Odessa Sea (Dirk Pitt Adventure) - Clive Cussler

Odessa Sea, Clive Cussler, author; Scott Brick, narrator

This book will keep you guessing until the last few pages. Numerous characters will enter and exit at will, sometimes confusing the listener. The narrator is excellent with accents and expression, but it was often difficult to discern the individual characters because the only thing separating each was the accent, which rarely varied, and not the modulation or the tone. Still, Scott Brick captured the tension and the mood at all times.
In 1917, during the Bolshevik Revolution, the Ottomans attacked a Russian sub carrying a very unique cargo, unbeknownst to them. The ship was sunk in the Black Sea, and all information on the cargo and end purpose was lost. In 1955, a Russian bomber was carrying another unique piece of cargo when it crashed into the Black Sea, during a severe storm.

In 2017, during a salvage operation, it was discovered that a possible lost shipment of gold existed, as did a treaty between the English and the Russians. It might be on the sunken submarine. In addition, there was now a lost atomic weapon which complicated matters further since it might have been on the Russian bomber. This series of discoveries led to the Russian government calling in a double agent, Viktor Mansfield, a superspy who seemed to always be one step ahead of everyone, defying reason, as he searched for the lost document and the missing gold. He, and another agent, Martina, worked together. If they failed in their effort to keep this information from reaching others, they would face dire consequences. Consequently, they would let nothing get in their way.

At the same time, behind the scenes, there is Martin Hendriks, a Dutchman who was the former head of a surveillance company. He has developed a sophisticated, undetectable armed drone. He engaged Valentin Mankedo, an owner of a salvage company and his partner Ilya Vasko, to help him carry out his diabolical plan to seek revenge, although the enemy he is seeking revenge against remains unknown until the very, very end. He needed them to supply him with what he needed in order to arm the silent, sophisticated drone he had created and wanted to sell to the Russians. They will do anything for money. His cryptic plan to attain vengeance placed Dirk Pitt, his children and the Bulgarian agents who were also involved in the search for those who would supply and transport contraband on the Black Sea, at risk. Many casualties ensued.

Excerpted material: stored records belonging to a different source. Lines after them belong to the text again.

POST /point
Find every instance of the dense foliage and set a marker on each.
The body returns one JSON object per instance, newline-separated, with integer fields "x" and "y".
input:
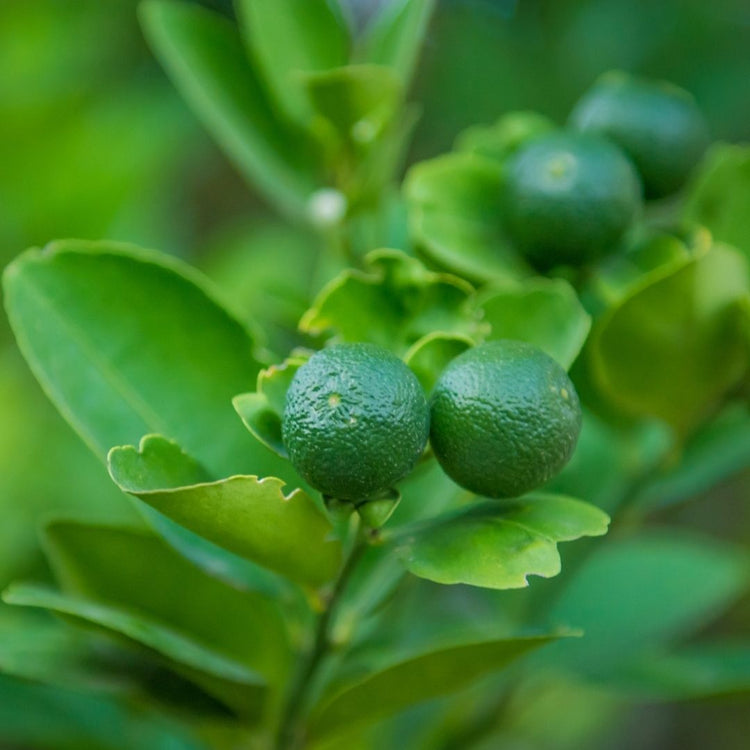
{"x": 243, "y": 607}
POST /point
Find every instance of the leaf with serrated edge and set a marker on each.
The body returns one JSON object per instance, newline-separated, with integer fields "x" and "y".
{"x": 251, "y": 517}
{"x": 673, "y": 346}
{"x": 498, "y": 543}
{"x": 543, "y": 312}
{"x": 394, "y": 303}
{"x": 261, "y": 412}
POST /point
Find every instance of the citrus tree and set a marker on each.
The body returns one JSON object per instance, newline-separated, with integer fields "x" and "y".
{"x": 350, "y": 496}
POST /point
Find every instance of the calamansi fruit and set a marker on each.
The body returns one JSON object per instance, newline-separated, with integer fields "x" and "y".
{"x": 569, "y": 198}
{"x": 505, "y": 418}
{"x": 657, "y": 123}
{"x": 355, "y": 421}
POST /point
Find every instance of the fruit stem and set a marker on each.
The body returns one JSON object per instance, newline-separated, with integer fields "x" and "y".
{"x": 291, "y": 727}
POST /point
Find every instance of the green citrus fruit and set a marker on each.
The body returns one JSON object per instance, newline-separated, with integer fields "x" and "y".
{"x": 505, "y": 418}
{"x": 569, "y": 198}
{"x": 658, "y": 124}
{"x": 355, "y": 421}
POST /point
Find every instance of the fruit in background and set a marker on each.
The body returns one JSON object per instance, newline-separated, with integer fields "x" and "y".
{"x": 657, "y": 123}
{"x": 569, "y": 198}
{"x": 505, "y": 418}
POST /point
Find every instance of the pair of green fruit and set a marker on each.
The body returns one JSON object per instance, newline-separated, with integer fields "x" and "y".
{"x": 503, "y": 418}
{"x": 570, "y": 196}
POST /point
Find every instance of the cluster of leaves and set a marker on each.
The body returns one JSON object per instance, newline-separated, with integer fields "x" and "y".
{"x": 229, "y": 583}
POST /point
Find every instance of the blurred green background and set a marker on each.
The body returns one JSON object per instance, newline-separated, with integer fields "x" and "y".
{"x": 95, "y": 143}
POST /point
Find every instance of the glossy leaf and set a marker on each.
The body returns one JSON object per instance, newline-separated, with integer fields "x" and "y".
{"x": 719, "y": 195}
{"x": 637, "y": 593}
{"x": 377, "y": 690}
{"x": 394, "y": 303}
{"x": 543, "y": 312}
{"x": 429, "y": 356}
{"x": 262, "y": 411}
{"x": 34, "y": 715}
{"x": 358, "y": 101}
{"x": 204, "y": 56}
{"x": 396, "y": 34}
{"x": 674, "y": 345}
{"x": 248, "y": 516}
{"x": 289, "y": 38}
{"x": 455, "y": 217}
{"x": 236, "y": 685}
{"x": 501, "y": 139}
{"x": 498, "y": 543}
{"x": 134, "y": 342}
{"x": 135, "y": 570}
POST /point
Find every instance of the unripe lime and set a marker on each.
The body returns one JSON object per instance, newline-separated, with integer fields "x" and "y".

Hendriks served to misdirect everyone in order to avoid the discovery of his real plan which was to avenge the death of his family.

The Bulgarian agents, Ana and Petar, were searching for the Ukrainians who sold the contraband to the Dutchman.  The Russian agents were searching for the documents and gold. The Americans wound up searching for an atomic weapon, the missing documents and the cache of gold. The three groups seemed to be unaware of each other’s purpose, but since their needs converged, they often connected with each other with dangerous and deadly consequences as this mystery developed more and more angles.

As background, Dirk Pitt is the Director of Numa, the National Underwater and Marine Agency. He is involved in salvage operations and research. His partner, in charge of the technical side, is Al Giordino. Dirk Pitt Jr. is a Special Projects Director and his twin sister Summer is an Oceanographer. When, in 2017, an SOS is received by NUMA from a ship that appears to be a ghost ship, with all aboard dead or near dead, they all become inextricably entwined in that mystery and the mystery surrounding the ship and the plane previously mentioned. When they investigated the silent ship, they found themselves under attack, without warning. They were like superheroes, surviving one attack after another, often stretching the reader’s credulity beyond the point of no return.

It seemed that during the Romanov Empire, the Russians and the English made a deal that went undiscovered for a century because of the disconnected disasters that took the proof of their deals with them to the bottom of the sea. Simply put, the Russians, the Ukrainians and the Americans were all separately searching for something that would eventually connect each of them to impending disaster. It isn’t until the last few pages that the motives of each of the culprits are uncovered.